葬儀社からの相続案件は、すでに相続が発生している案件、受注確度も高く、ぜひ開拓したい紹介チャネルではありますが、一方で紹介が安定的に発生する関係づくりが難しく、なかなか紹介が発生しない、という課題もあります。
その理由として、以下の様な声を実際に頂いています。
・税理士を紹介した時に、良い対応をしてもらえないことがあった
・せっかく紹介しても、相続税がかからなかったら申し訳ない
・紹介したことがきっかけでクレームになってしまわないか心配だ
葬儀社の担当者に上記のような思いがあり、紹介がスムーズに発生しない原因となってしまっているようです。
そのため、クライアントの税理士事務所には、葬儀社を開拓するときには以下の3つをルールとしていただいております。

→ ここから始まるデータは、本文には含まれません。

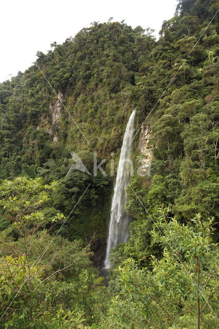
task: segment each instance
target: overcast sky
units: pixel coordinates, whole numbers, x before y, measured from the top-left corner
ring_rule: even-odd
[[[46,53],[54,41],[62,43],[92,22],[125,22],[155,30],[171,18],[177,0],[3,0],[0,5],[0,82],[24,72]]]

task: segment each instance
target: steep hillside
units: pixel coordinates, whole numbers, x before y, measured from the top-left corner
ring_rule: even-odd
[[[39,51],[24,74],[0,84],[0,246],[7,274],[1,280],[9,282],[0,300],[4,310],[15,300],[11,312],[4,310],[5,327],[29,328],[29,318],[32,327],[48,329],[199,329],[200,321],[201,327],[216,327],[218,9],[217,0],[178,0],[157,41],[150,28],[94,22],[62,45],[51,44],[47,54]],[[135,220],[130,240],[112,251],[109,288],[101,287],[83,244],[96,232],[91,248],[100,265],[133,109],[134,172],[125,208]],[[86,171],[74,169],[76,155]],[[95,174],[96,160],[103,160],[106,175]],[[14,180],[20,176],[27,179]],[[25,211],[35,217],[20,211],[24,194]],[[64,224],[58,212],[66,216]],[[11,225],[22,216],[35,244],[27,264],[19,226],[25,229],[24,222]],[[42,234],[51,246],[33,270],[45,266],[43,275],[56,275],[45,283],[36,275],[32,295],[30,283],[23,291],[16,280],[31,283],[30,266],[44,252]],[[12,249],[21,254],[6,261]],[[75,254],[74,270],[60,274]],[[15,280],[9,264],[23,269]]]

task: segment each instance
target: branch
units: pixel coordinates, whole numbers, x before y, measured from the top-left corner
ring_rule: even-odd
[[[216,267],[216,268],[213,271],[213,272],[212,272],[212,273],[211,274],[211,275],[210,276],[210,277],[209,277],[209,278],[207,280],[207,281],[206,282],[206,284],[205,284],[205,285],[204,286],[203,288],[202,288],[201,293],[203,292],[203,291],[204,290],[204,289],[205,289],[205,288],[206,287],[206,286],[208,284],[208,283],[210,279],[211,279],[211,277],[213,276],[213,275],[214,274],[214,272],[217,269],[218,266],[219,266],[219,265],[217,265],[217,266]]]

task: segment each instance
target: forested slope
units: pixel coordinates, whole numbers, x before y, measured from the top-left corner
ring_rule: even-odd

・葬儀社からの案件は、一旦どんな内容でも無料相談をお受け頂く
・相続税の申告にならない人でも、司法書士等の他士業と連携して対応いただく
・面談後は葬儀社の担当の方に、当日もしくは翌日にフィードバックを行う
上記の内容を理解し、実践することが、実は非常に重要なこととなります。
そして、上記の内容を踏まえて、葬儀社開拓をする手順をご紹介します。
①取材型営業DMを送付
→税理士に期待することをテーマとした取材依頼文を葬儀社に送付する
② 取材訪問
→DMに反応があったところについて、アポイントを取得
③ 課題ヒアリング
→取材の中で、相続サービスへの取り組み・紹介等の現状の課題とニーズのヒアリングを行う
④ パンフレットの設置の提案
→相続の手続き詳細を解説したパンフレットを作成し、葬儀社のサービスの一環として、設置を依頼する(場合によっては設置料も支払う)
⑤ セミナー・相談会協業開催の提案
→葬儀社の見込み客獲得のフォローをする中で、相続見込み客をつくっていく
⑥ 担当者との関係構築づくり
→会社としての付き合いだけでは効果は少ない。一人でも多くの現場社員との信頼性を勝ち得ることが重要である
→具体的には、各イベントを通じた親身な対応や、ニュースレターによる情報提供を通じた地道な努力により、信頼関係を築くことができる
⑦ 紹介案件の発生
以上の手順で、葬儀社開拓を進めていただきたいと思います。
その際に注意する点としては、「開拓」と「深耕」は分けて考える必要があります。
多くの事務所が開拓をすれば、案件がくると思い、実際に案件がくるまで深耕できずに断念してしまう事務所が多いようです。
具体的には、「開拓は」上記の①と②で、本当に大事なのは、③の課題ヒアリングから⑤の協業開催等を通じて、葬儀社の担当者としっかりと関係構築を築くことが重要なのです。
このコラムをお読みの皆様には、開拓だけで終わらずに、しっかりと深耕フェーズまで行っていただき、葬儀社のサービスの一部として、上手に協業することにより、定期的に紹介案件が入ってくる流れをつくっていただきたいと思います。